Dealing with a spider mite problem is not very easy, but with persistence and a trained eye, you’ll learn to eradicate these pests within a few weeks. Our first tip towards success is acting as soon as possible. A spider mite’s life cycle can be as short as 5 days, and every female mite lays hundreds of eggs, so treating the infestation in a timely fashion is key. In addition, remember that spider mites can travel from plant to plant, so it’s best to isolate any affected plants whenever possible.
Luckily, when it comes to spider mites, home remedies often pack the most powerful punch. Below we list several effective methods you can try, and many plant owners see the most success in using a few different pest remedies interchangeably. You can mix and match several home remedies and use a different method on a weekly basis for best results.
Note - always treat your plants at the end of the day. This way, you avoid killing beneficial insects in your garden. Some of the methods may also prevent the plant from photosynthesizing for a short time or may burn the plant’s leaves when exposed to bright sunlight - two more reasons to apply insecticide, homemade or not, at dawn.
In a clean sprayer bottle, combine 2-3 drops of dish soap, 1 tablespoon of rubbing alcohol, and lukewarm water. Shake well, and then use this mixture to spray both sides of the leaves and stems of the affected plant. Let the soapy water sit on the plant for 10-15 minutes, and then take a damp cloth and thoroughly wipe down the plant. As the last step, move the plant to a bathtub or sink and rinse it generously with lukewarm water. When working with garden plants, simply hose down the leaves for this last step.

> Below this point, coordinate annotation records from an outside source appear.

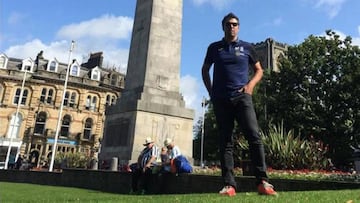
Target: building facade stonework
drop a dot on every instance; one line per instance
(38, 87)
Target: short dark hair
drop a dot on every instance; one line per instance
(227, 17)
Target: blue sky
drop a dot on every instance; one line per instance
(26, 27)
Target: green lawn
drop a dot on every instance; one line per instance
(20, 192)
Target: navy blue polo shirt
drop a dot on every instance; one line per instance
(231, 66)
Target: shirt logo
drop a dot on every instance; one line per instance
(239, 51)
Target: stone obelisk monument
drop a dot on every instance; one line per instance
(151, 104)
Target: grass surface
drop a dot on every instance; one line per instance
(21, 192)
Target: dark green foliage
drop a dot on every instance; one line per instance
(316, 92)
(211, 148)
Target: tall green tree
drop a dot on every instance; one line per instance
(317, 92)
(211, 151)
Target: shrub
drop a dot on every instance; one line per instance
(284, 150)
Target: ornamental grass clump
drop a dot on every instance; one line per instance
(284, 150)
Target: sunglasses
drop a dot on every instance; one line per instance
(228, 24)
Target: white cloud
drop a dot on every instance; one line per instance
(107, 26)
(217, 4)
(277, 21)
(15, 18)
(98, 34)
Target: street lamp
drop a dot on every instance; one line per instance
(14, 120)
(203, 105)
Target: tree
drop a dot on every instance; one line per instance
(316, 92)
(211, 151)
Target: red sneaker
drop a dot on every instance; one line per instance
(228, 191)
(265, 188)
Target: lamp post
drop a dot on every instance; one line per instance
(61, 109)
(203, 105)
(14, 121)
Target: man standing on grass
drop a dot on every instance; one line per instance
(231, 95)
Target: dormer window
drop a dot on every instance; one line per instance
(27, 65)
(3, 61)
(114, 79)
(52, 66)
(95, 74)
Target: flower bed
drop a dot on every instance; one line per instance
(304, 174)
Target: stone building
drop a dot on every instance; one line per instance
(270, 51)
(38, 86)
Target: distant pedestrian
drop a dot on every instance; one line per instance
(146, 161)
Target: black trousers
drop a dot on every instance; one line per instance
(241, 110)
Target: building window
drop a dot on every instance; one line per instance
(91, 102)
(47, 96)
(73, 99)
(65, 126)
(74, 70)
(27, 65)
(87, 128)
(40, 123)
(52, 66)
(95, 74)
(23, 98)
(70, 99)
(113, 100)
(14, 127)
(49, 99)
(66, 99)
(114, 79)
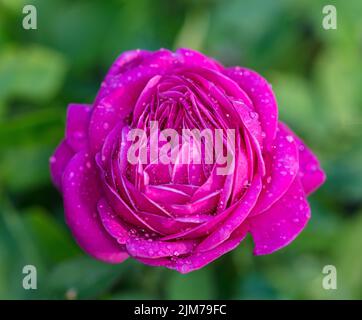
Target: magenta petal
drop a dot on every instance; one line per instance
(81, 192)
(280, 225)
(201, 259)
(153, 249)
(194, 58)
(76, 131)
(282, 168)
(111, 222)
(259, 91)
(310, 172)
(234, 220)
(58, 161)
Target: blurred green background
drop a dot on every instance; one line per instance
(316, 75)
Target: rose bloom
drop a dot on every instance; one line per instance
(181, 216)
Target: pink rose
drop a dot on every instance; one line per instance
(181, 215)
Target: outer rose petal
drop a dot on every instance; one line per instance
(310, 172)
(279, 225)
(81, 193)
(58, 161)
(282, 168)
(201, 259)
(263, 99)
(76, 131)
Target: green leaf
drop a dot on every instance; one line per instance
(82, 278)
(34, 73)
(195, 285)
(51, 238)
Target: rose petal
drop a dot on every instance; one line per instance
(282, 168)
(234, 220)
(81, 192)
(263, 99)
(280, 224)
(153, 249)
(58, 161)
(200, 259)
(310, 172)
(111, 222)
(76, 131)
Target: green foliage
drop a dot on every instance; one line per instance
(316, 75)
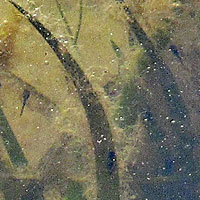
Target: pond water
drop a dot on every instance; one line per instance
(99, 100)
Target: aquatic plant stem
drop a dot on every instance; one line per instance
(107, 181)
(80, 22)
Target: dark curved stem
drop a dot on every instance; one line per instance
(107, 178)
(80, 22)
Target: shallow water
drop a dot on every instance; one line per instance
(112, 110)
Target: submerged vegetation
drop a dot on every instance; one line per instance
(111, 109)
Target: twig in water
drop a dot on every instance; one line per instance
(80, 22)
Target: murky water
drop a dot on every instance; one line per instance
(99, 100)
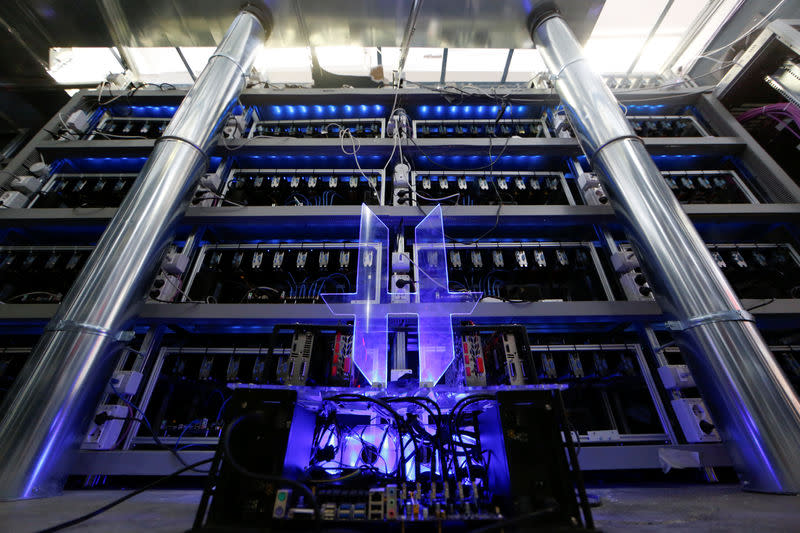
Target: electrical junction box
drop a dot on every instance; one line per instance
(126, 382)
(13, 199)
(106, 435)
(26, 184)
(676, 377)
(695, 421)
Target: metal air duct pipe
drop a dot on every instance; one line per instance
(750, 400)
(46, 415)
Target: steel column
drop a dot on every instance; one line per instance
(47, 413)
(751, 401)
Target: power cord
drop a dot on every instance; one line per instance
(226, 446)
(103, 509)
(152, 432)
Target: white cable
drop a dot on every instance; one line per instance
(437, 199)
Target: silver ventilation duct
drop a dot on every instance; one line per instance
(47, 413)
(752, 403)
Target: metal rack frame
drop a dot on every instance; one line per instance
(779, 208)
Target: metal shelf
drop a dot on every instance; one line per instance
(485, 312)
(454, 215)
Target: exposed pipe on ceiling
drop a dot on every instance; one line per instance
(47, 412)
(752, 403)
(411, 26)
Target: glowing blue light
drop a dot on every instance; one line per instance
(371, 303)
(147, 111)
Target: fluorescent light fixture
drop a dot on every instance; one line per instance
(284, 65)
(347, 60)
(197, 57)
(82, 65)
(525, 64)
(159, 65)
(475, 64)
(422, 64)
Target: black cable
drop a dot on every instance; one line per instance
(128, 496)
(761, 304)
(518, 520)
(492, 162)
(152, 432)
(398, 422)
(226, 446)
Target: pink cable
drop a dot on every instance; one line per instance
(777, 112)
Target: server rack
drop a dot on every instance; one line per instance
(612, 321)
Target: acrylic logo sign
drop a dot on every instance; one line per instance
(432, 303)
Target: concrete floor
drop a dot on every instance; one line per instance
(641, 508)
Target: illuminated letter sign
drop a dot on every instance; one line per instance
(372, 303)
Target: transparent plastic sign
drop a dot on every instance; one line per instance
(371, 304)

Once you’re done, there should a visible reduction in the white dust on the plant’s leaves. Check the plant again in 5-7 days. You can repeat this method weekly until the issue resolves completely.
Horticultural oil and neem oil are both effective against spider mites. The advantage of neem oil, in particular, is that it also kills spider mite eggs. All you have to do is follow the packaging instructions, spray the plant with the oil, and the spider mites will stick to it and die. Some of these oils come in a concentrate, whereas others are ready to use as is - so make sure to read the label before using.

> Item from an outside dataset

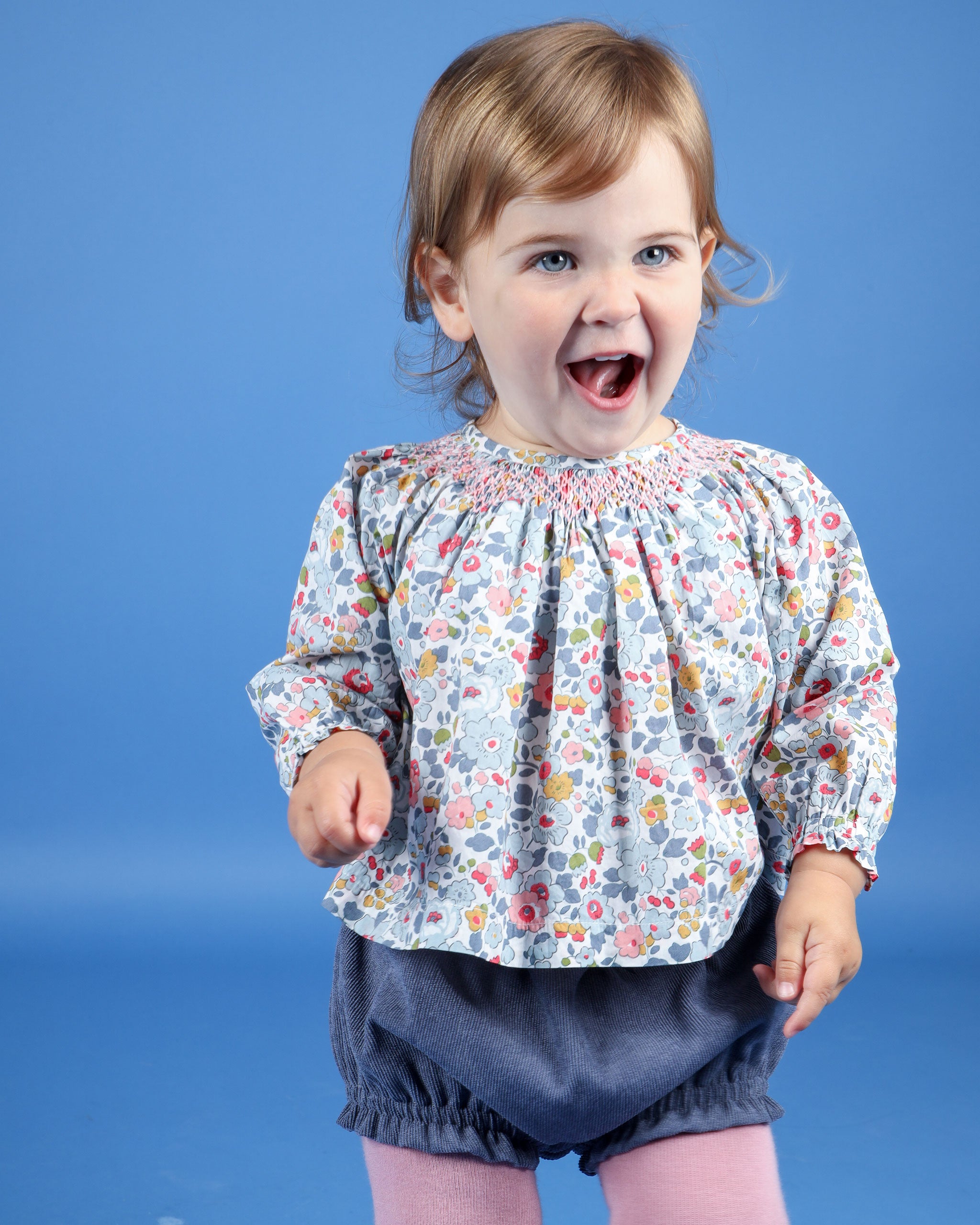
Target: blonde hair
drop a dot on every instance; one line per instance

Spider mites are the vampires of the plant world. And just like these legendary bloodthirsty monsters, spider mites can’t stand garlic. How do you use this kitchen staple against the notorious pest? Just peel and crush 1 full head of garlic, place it in a container, and cover it with 1 gallon of water. Let this mixture sit for 30 minutes, then drain the garlic and spray the liquid directly onto the plant. After about 1-2 hours, we recommend rinsing the plant with plenty of lukewarm water.
A similar brew can also be made with onions. Just chop up 1/3 cup of onions, add it to a stock pot along with 1 gallon of water and simmer for 30-40 minutes. Then remove the pot from the heat and let it cool to room temperature. Use this onion water to spray the plants - no additional diluting is necessary.

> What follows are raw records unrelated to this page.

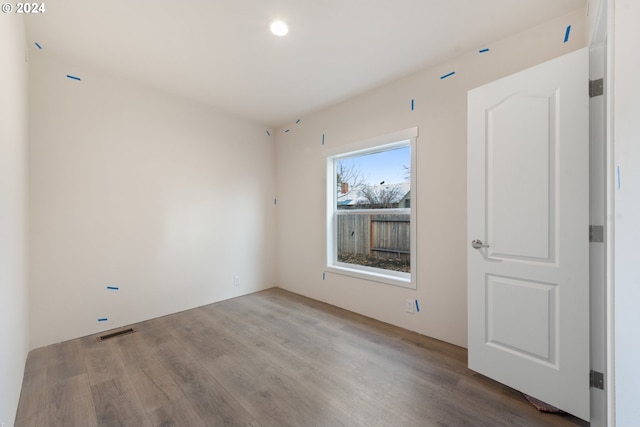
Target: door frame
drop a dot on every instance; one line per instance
(601, 211)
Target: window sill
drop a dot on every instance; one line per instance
(373, 274)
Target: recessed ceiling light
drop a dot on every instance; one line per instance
(279, 28)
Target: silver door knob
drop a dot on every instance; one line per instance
(477, 244)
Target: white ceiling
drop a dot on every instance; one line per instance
(221, 52)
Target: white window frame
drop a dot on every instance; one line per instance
(406, 137)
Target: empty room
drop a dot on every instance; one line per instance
(319, 213)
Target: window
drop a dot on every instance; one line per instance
(370, 214)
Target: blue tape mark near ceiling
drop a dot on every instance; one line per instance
(567, 34)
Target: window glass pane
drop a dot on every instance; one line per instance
(378, 180)
(375, 240)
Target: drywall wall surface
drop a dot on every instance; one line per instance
(439, 111)
(626, 127)
(13, 212)
(143, 204)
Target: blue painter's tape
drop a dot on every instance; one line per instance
(567, 34)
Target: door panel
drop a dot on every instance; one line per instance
(520, 140)
(528, 195)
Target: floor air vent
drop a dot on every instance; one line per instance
(116, 334)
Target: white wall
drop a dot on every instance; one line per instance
(13, 211)
(626, 127)
(440, 114)
(165, 199)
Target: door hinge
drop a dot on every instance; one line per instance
(596, 233)
(596, 87)
(596, 380)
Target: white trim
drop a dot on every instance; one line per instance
(610, 225)
(371, 145)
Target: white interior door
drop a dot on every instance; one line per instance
(528, 203)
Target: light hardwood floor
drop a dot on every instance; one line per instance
(268, 359)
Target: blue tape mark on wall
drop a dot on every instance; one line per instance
(567, 34)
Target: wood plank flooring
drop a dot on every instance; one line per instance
(268, 359)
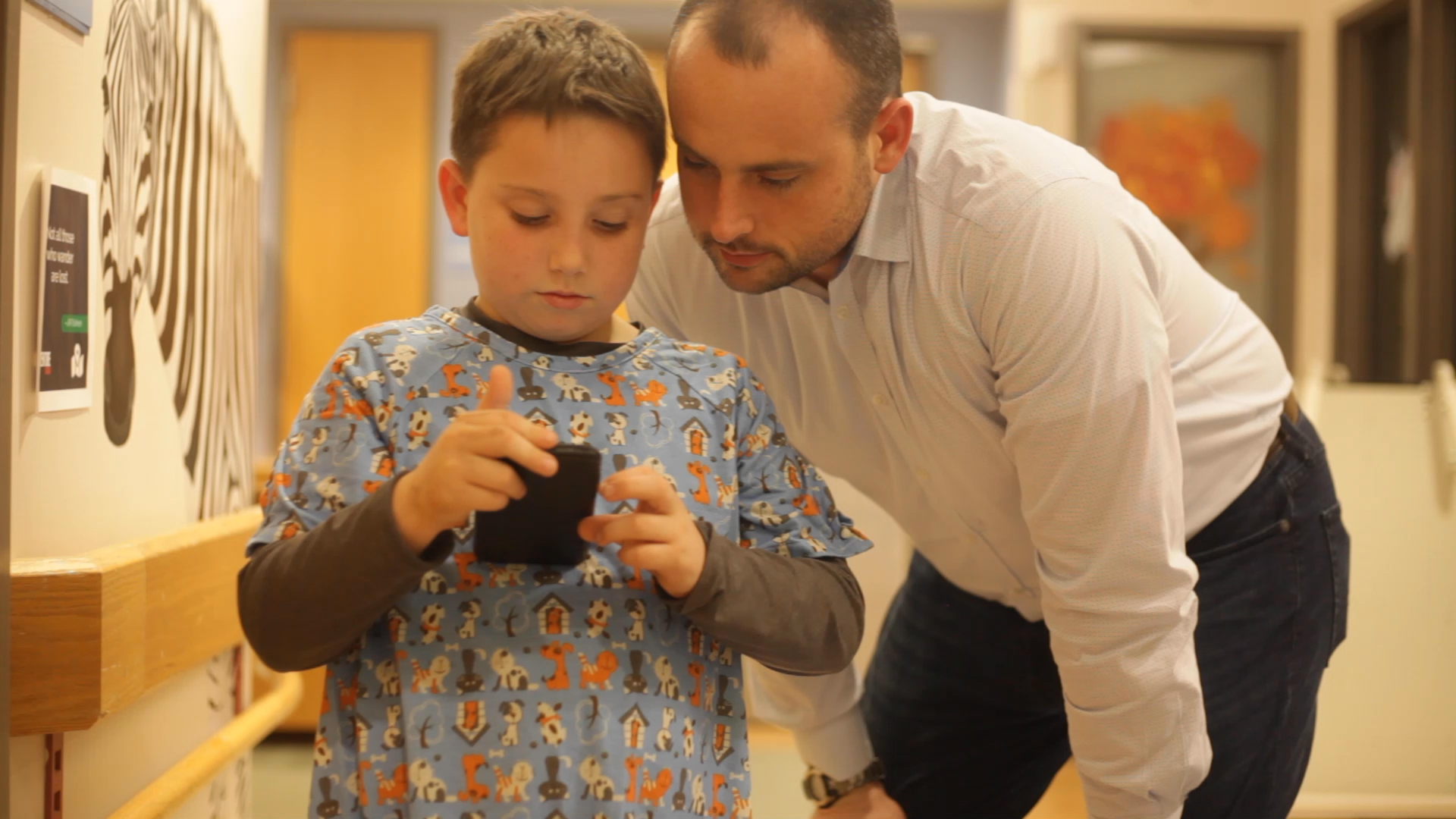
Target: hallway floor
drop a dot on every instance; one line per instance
(281, 770)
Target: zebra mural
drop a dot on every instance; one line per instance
(180, 237)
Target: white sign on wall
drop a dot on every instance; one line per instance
(64, 349)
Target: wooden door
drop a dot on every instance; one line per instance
(359, 178)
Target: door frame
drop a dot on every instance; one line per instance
(9, 85)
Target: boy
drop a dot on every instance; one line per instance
(609, 689)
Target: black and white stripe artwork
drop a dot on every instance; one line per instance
(180, 237)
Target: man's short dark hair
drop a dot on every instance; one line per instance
(862, 34)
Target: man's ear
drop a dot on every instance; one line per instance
(455, 194)
(892, 131)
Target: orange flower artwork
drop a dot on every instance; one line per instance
(1188, 165)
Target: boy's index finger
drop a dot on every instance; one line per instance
(642, 484)
(498, 390)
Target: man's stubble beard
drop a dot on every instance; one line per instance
(785, 270)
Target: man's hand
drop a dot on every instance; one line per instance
(865, 802)
(660, 537)
(465, 469)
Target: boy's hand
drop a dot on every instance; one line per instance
(465, 469)
(660, 537)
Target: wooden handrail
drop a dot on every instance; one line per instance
(197, 768)
(91, 634)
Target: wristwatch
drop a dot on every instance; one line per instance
(824, 790)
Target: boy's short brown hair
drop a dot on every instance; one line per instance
(554, 63)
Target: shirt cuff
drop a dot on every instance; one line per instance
(840, 748)
(382, 515)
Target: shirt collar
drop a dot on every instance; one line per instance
(884, 234)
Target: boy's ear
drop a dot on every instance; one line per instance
(455, 194)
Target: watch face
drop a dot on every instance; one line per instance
(816, 787)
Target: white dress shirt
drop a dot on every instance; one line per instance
(1046, 391)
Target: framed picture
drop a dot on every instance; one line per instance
(1201, 126)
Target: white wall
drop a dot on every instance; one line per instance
(72, 488)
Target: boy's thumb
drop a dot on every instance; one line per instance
(498, 390)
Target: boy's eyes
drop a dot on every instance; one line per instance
(777, 183)
(539, 221)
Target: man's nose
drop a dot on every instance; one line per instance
(731, 219)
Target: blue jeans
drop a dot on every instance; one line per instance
(965, 704)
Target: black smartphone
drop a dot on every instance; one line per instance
(542, 526)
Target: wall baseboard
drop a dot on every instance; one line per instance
(1375, 806)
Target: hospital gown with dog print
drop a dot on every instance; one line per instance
(536, 691)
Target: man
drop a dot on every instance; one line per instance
(1128, 544)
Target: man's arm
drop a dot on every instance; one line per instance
(1081, 352)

Other Spider Mite Insecticides
Apart from home remedies, you can also use store-bought insecticides or even beneficial insects like ladybugs and lacewings to eliminate spider mites. For a full guide on beneficial insects, read this article - Attracting Beneficial Garden Insects.
As for chemical-based pesticides, pyrethroid pesticides, malathion, cyfluthrin, and bifenthrin are all considered effective against spider mites. However, these harsher chemicals are generally reserved for widespread infestations only after other, more natural methods have failed because they can be toxic to beneficial insects in your garden, as well as pets, or even humans. Talk to a professional at your local garden center and follow the usage instructions carefully if you’re considering one of these harsher insecticides.